Cyber threats pose a growing danger to companies and individuals, and the risks are constantly evolving like a moving target. An estimated half a million attacks are happening every minute in cyber space, where the hackers are intent on keeping one step ahead with their latest malicious scheming, says Charl Ueckermann, managing director of AVeS Cyber Security.
“For instance, ransomware attackers have moved up a notch lately in the realm of extortion.” Instead of just planting malicious code on victims’ computers that locks them out of their systems, these cyber criminals threaten to release sensitive company or customer data publicly if their demands are not met, says Ueckermann.
“Once hackers have control of a victim’s computer they could also sabotage the data by changing and manipulating it.” He says such attacks would be difficult to detect if the changes were subtle, and could compromise the integrity of the information to the point where it was nonsensical.
Ueckermann says companies are not always equipped to tackle the evolving cyber security threats or do it quickly enough on their own, and there are not enough security professionals in the job market to meet growing demand. So companies of all sizes are partnering with technology providers that specialise in this area and can offer expert advice and affordable solutions that are easy to implement and manage.
He says looking ahead and anticipating how cyber security threats are likely to evolve as well as having a workable plan will help companies to pinpoint their critical vulnerabilities, fine-tune their anti-intrusion strategies and strengthen their defenses to protect their systems more effectively.
“As more organisations store all types of valuable data in the cloud, the cyber criminals will come up with increasingly ingenuous ways to gain access to it.”
He says lack of mobile security governance and access procedures, such as inadequate usernames and passwords and unsecured apps make it easier for them to do this. Statistics show that more than 75% of network intrusions exploit weak or stolen credentials, and more than 80% of employees admit to using non-approved software as a service application in their jobs, says Ueckermann.
This opens up serious vulnerabilities, because the sheer number of intelligent smartphones and tablets in use provide an attractive entry point into corporate systems for cyber criminals using malicious apps, web browsing and other devious means.
“An escalation of increasingly ingenious cyber security threats is expected in the future, fueled in part by the internet of things as more and more devices are capable of collecting, storing and transmitting data,” says Ueckermann.
These include connected printers, surveillance cameras, cars, medical devices, TVs, coffee makers, refrigerators, baby monitors, and wearable devices. “Hackers can take control of these to launch attacks on other connected devices, companies, governments, financial institutions, and other categories of victims,” says Ueckermann. “Few of these types of connected devices currently have effective cyber security functionality,” he says.
Research company Gartner predicts that by 2020 there will be 25 billion connected devices, up from 6,8 billion in 2016. “This represents a vast number of entry points for hackers to gain access to personal information and corporate systems,” says Ueckermann.
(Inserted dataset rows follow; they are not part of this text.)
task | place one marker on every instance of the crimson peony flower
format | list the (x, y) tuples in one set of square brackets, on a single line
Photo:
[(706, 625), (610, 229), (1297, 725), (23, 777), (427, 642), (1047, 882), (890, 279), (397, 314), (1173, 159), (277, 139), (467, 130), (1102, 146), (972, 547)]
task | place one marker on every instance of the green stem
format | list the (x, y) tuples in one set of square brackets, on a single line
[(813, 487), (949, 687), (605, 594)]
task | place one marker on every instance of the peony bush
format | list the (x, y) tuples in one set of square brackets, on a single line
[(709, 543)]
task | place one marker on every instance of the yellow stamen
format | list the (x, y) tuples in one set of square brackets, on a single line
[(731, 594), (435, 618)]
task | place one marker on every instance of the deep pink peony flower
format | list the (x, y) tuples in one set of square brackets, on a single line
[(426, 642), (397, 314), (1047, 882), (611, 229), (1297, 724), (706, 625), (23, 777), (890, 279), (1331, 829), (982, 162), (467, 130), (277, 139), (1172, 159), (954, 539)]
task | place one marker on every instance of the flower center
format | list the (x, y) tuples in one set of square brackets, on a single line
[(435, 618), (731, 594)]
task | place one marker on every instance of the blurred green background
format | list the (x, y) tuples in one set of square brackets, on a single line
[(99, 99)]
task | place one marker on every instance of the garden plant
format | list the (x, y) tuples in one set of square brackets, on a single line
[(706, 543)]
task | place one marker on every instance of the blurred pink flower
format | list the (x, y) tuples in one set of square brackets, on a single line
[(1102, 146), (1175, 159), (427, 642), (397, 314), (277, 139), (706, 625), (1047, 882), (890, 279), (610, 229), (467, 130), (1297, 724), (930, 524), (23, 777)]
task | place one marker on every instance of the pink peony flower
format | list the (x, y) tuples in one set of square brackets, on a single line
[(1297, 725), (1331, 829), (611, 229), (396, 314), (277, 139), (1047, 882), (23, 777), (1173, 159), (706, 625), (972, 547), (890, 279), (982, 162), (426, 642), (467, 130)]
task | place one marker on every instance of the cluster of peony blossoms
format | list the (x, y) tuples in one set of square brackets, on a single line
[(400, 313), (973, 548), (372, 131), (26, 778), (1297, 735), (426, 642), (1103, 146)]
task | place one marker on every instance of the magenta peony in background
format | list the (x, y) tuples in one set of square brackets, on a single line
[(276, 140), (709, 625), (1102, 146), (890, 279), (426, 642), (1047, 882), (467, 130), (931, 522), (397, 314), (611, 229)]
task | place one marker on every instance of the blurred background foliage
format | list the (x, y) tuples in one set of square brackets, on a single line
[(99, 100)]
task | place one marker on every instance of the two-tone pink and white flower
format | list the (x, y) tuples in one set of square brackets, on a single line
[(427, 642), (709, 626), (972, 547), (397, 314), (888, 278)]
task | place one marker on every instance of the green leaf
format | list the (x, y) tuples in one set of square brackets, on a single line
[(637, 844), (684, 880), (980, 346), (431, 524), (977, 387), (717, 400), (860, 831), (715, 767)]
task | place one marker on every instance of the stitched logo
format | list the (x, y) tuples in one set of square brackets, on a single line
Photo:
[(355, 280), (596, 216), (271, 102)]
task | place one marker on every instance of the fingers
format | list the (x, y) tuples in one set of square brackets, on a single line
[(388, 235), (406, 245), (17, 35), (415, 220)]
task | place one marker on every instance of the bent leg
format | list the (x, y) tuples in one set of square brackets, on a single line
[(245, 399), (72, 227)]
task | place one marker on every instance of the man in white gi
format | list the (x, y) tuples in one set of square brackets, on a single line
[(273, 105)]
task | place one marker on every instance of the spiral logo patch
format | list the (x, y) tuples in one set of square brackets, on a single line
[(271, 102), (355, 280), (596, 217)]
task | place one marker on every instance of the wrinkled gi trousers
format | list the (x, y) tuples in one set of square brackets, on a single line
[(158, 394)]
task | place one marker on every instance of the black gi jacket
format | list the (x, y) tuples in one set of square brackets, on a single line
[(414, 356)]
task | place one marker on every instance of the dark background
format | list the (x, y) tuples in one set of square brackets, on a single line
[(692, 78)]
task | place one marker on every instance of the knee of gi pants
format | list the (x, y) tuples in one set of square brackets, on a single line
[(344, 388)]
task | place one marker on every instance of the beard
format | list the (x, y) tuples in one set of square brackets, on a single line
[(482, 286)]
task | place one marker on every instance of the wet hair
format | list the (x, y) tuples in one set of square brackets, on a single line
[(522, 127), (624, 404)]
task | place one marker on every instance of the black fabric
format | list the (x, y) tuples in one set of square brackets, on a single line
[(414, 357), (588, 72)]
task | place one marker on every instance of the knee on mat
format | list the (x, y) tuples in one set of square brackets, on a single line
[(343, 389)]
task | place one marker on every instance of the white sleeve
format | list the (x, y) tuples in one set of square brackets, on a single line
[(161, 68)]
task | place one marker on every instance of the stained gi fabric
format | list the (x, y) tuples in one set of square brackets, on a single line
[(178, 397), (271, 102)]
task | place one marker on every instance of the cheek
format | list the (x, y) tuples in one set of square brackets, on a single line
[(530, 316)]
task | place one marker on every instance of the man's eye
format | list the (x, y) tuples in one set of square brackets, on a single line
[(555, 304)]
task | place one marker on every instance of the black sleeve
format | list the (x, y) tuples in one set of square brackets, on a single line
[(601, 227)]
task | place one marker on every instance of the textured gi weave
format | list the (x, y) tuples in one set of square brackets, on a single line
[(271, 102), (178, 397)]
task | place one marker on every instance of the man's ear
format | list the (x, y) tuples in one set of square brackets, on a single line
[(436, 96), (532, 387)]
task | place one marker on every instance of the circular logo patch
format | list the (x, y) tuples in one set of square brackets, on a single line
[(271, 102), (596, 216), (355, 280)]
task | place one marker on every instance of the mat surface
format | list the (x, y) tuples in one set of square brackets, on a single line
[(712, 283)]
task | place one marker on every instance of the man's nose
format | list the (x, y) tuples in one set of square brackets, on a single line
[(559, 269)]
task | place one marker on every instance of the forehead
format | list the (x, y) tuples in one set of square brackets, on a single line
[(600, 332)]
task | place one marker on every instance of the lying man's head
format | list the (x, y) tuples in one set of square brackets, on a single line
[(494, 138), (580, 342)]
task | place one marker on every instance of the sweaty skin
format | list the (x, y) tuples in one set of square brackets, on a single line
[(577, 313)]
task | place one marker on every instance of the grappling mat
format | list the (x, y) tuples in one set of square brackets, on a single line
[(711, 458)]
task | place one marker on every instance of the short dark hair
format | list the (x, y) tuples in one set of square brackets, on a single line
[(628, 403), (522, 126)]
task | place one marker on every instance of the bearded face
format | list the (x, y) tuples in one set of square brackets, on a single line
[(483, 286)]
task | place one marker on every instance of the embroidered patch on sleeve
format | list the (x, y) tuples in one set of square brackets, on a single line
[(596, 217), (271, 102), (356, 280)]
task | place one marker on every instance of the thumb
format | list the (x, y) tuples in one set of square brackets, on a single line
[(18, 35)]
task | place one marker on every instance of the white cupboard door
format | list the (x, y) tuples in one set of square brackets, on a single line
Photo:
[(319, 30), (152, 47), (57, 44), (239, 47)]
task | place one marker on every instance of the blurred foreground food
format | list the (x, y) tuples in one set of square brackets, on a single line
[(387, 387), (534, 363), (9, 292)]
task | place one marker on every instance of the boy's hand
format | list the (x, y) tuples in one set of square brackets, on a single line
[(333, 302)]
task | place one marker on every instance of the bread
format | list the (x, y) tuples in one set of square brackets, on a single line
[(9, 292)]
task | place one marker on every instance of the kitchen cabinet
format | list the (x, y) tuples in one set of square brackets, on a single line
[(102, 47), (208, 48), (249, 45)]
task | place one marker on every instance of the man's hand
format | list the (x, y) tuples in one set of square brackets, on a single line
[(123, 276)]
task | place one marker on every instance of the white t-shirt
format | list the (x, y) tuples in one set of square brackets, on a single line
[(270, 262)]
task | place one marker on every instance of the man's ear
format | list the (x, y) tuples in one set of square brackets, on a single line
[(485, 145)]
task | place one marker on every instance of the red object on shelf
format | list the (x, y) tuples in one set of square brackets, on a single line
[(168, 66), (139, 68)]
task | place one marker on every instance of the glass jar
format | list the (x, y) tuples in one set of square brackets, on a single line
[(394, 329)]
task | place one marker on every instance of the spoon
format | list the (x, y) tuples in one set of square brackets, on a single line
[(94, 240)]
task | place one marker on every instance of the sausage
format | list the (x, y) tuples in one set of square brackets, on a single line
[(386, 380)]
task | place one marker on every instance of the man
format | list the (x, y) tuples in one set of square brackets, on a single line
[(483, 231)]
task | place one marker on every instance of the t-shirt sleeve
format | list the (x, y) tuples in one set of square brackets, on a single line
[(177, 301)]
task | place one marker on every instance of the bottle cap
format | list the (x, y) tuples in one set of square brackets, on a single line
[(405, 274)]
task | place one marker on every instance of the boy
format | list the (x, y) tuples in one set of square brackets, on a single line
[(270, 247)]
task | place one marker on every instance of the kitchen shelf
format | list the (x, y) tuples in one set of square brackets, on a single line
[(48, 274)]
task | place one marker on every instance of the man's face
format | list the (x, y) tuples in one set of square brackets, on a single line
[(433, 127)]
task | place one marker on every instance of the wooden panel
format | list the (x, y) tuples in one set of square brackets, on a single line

He says the first ‘headless worms’, malicious code that targets connected devices like smartphones and wearables, are expected to emerge by the end of 2016 and is capable of spreading through billions of computers.
“Other advances in malicious code include ‘ghostware’ that penetrates networks, steals information and then covers its tracks. This makes it difficult to determine exactly how much data has been affected or hunt down the cyber criminals,” says Ueckermann.
He says as future connected devices become more technologically advanced they are likely to be increasingly exploited, not just by hackers, but by activists, governments, mercenaries and terrorists all bent on stealing information of some description.